The rising prevalence of AI tools in the past few years, and the more recent development of agentic AI, have not only been applied to personal and enterprise purposes, but also significantly shifted the threat landscape. Attackers using tactics and technology powered by AI can now probe cloud, software-as-a-service (SaaS), and AI systems for vulnerabilities at machine speed, enabling them to launch massive volumes of attacks with far less human input than ever before.
Legacy security information and event management (SIEM) tools depend upon manual data ingestion, hand-written detection rules, and human-paced alert review, rendering them ineffective against sophisticated AI-enhanced attacks. Most organizations only actually analyze a fraction of their security data, creating systemic blind spots that are open to threats from both within and without.
Why the Old Model Can't Hold
The ongoing evolution of the digital landscape, emerging technologies, and threat tactics has led to an environment where traditional security measures are no longer able to defend modern organizations. High costs and rigid architecture push security teams to limit the amount of data that is even collected, let alone addressed. Detection backlogs continue to grow faster than human analyst teams can possibly investigate them.
With the compounding difficulties of technology and threats outpacing human capabilities to defend organizations, it is more important than ever to reassess and update approaches to security. Databricks co‑founder and CEO Ali Ghodsi underlines that alert-and-log workflows are “dead” in the AI era. This is why, in an effort to build better security offerings in the age of AI, DataBricks has made the move to acquire leading AI SOC platform Panther.
The Deal That Almost Didn't Happen
This acquisition has been several years in the making, as Ghodsi states he first pitched the deal to Panther CEO Jack Naglieri in 2021, but was turned down at the time. Ghodsi believes that this was a prudent decision, and the growth of Panther in the intervening time has proven it. After a $120 million Series B round in 2021, the company continued to build independently in the years since, leading its valuation to climb to $1.4 billion as the threat landscape shifted in its favor.
At the same time, DataBricks has ascended to a $134 billion valuation, making it one of the most highly valued private companies. This ongoing success and expansion to a globally leading company finally pushed Naglieri to accept the offer of acquisition, five years after it was originally proposed.
What Databricks Is Actually Buying
DataBricks is acquiring over one hundred pre-built integrations across cloud, identity, endpoint, and SaaS data sources from this acquisition. Panther’s detection-as-code workflows that enable security teams to treat threat-hunting like software engineering. The company also offers agentic SOC capabilities that are designed to triage, investigate, and propose responses with minimal human involvement.
Proof Under Fire: The Anthropic Test Case
Panther’s offerings are not just hypothetical but are backed up by industry leaders placing trust in the platform to protect their operations. Part of what makes the deal a good bet for DataBricks is the fact that Anthropic already runs Panther to defend its own AI-native infrastructure. This endorsement and trust from a leading AI company signal that Panther’s approach works even in environments facing the most sophisticated AI-era threats.
A frontier AI lab vouching for an AI-defense tool sharpens the framing of the deal as an attempt to “fight fire with fire,” as Ghodsi says. Human teams are not capable of keeping up with the operations of AI-heavy operations and fighting against AI-enhanced threats; it is crucial to leverage AI-powered tools to defend modern enterprises.
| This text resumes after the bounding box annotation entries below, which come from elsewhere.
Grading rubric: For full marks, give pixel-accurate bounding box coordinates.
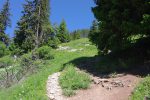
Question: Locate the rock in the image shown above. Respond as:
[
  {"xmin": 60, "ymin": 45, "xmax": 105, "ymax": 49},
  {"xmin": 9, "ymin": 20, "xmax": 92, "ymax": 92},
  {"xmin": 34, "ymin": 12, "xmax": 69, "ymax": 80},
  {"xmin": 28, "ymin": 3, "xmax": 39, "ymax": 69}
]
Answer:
[
  {"xmin": 111, "ymin": 81, "xmax": 124, "ymax": 87},
  {"xmin": 49, "ymin": 95, "xmax": 55, "ymax": 100}
]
Building a Security Empire Inside the Lakehouse
This acquisition is not an event that stands alone; Panther is the third such move by DataBricks this year, following the March announcement of the dual acquisition of specialized startups Antimatter and SiftD.ai. Taken together, these actions help DataBricks to assemble a full stack intended to challenge industry giants like CrowdStrike and Splunk. The timing of the acquisition coincides with a potential new round of funding and a long-delayed push toward IPO.
This series of moves by DataBricks to build toward an AI-ready defense stack is part of a push toward an “Open Security Lakehouse Ecosystem,” as exemplified by the company’s agentic Lakewatch SIEM. “Databricks, which has the trust of 70% of the Fortune 500 in data and AI, is doubling down on Lakewatch and our security lakehouse vision,” says Ghodsi. “With Panther, we enhance and expand our ability to analyze all data and automate SOC workflows.”
What Happens When the SOC Runs Itself
This deal must first pass customary regulatory clearance before it can officially close. With the intention to acquire Panther, DataBricks is betting its security future on agents replacing, rather than simply assisting, human analysts. The acquisition and similar developments across the industry leave the question open regarding what will come of the humans who currently run the SOC if defenses become fully automated.